Macroeconomia Moderna – convergência metodológica

 

A propósito do tema trazido hoje por jornal de grande circulação e reportado em portais e blogs, em artigo do Professor Delfim Netto sobre a macroeconomia moderna, acredito que posso dar alguma contribuição: meu projeto de pos-doutoramento, a ser desenvolvido no próximo ano (se tudo continuar caminhando bem!), trata exatamente do tema.

Recentemente, proeminentes pesquisadores da área de macroeconomia têm debatido o tema de que tenhamos um novo consenso em relação à análise de flutuações econômicas e aos impactos da política econômica sobre tais flutuações, política monetária, principalmente. Muitos macroeconomistas atualmente concordam com a existência de uma convergência nos seguintes aspectos: os efeitos da política monetária sobre a demanda agregada sob diversos tipos de rigidez nominal produz flutuações do produto no curto prazo; a crença de que haja ondas de progresso tecnológico que determinam o produto no médio e no longo prazos (efeitos dos choques tecnológicos, captados por meio dos modelos de crescimento econômico);  e a crença de que percepções sobre o futuro afetam a demanda agregada hoje. Os modelos novo-keynesianos sintetizam essa convergência de visão.

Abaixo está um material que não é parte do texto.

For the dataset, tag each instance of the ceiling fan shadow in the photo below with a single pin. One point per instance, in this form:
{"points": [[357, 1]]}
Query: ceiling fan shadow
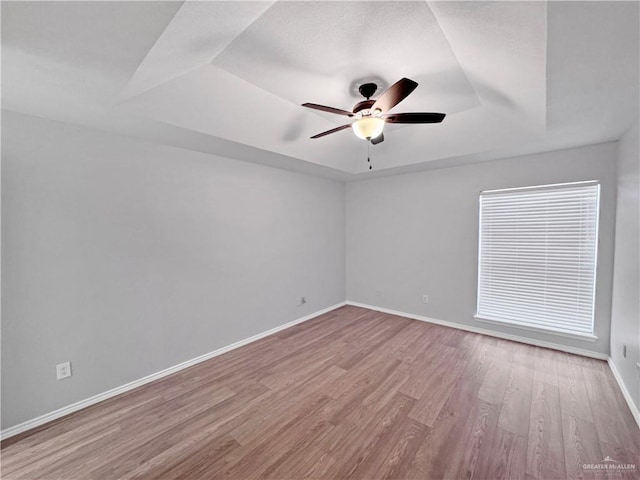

Do ponto de vista metodológico, Spanos* apresenta os caminhos dos desenvolvimentos recentes: um que enfatiza o uso dos dados e a análise da dinâmica das flutuações econômicas por meio dos efeitos de choques estruturais, buscando coerência empírica; e outro que privilegia a fundamentação teórica, por meio de modelos idealizados simples, que capturam as características-chave de fenômenos econômicos de interesse, usados para a análise de políticas econômicas alternativas e efeitos sobre o bem-estar.

O enfoque que busca coerência empírica está associado aos desenvolvimentos da metodologia “geral-para-específico” em Autorregressão Vetorial Cointegrada (Cointegrated Vector Autoregression, CVAR), principalmente desenvolvida na Europa, com raízes na London School of Economics, e pode ser compreendida como uma busca por equilíbrio entre a teoria e os dados, evitando os extremos. A segunda, identificada como sendo a perspectiva dos Estados Unidos, pode ser bem descrita, ainda segundo SPANOS (2009), como o ponto de vista da preeminência da teoria (Pre-Eminence of Theory, PET) e tem se consolidado nos modelos de equilíbrio geral estocásticos dinâmicos (Dynamic Stochastic General Equilibrium, DSGE) – que têm como objeto principal explicar fenômenos econômicos agregados, baseando-se em uma estrutura microfundamentada a partir de processos de otimização do comportamento dos agentes (firmas, famílias e governo) sujeitos a restrições orçamentária e tecnológica, expectativas racionais e especificações de imperfeições de mercado.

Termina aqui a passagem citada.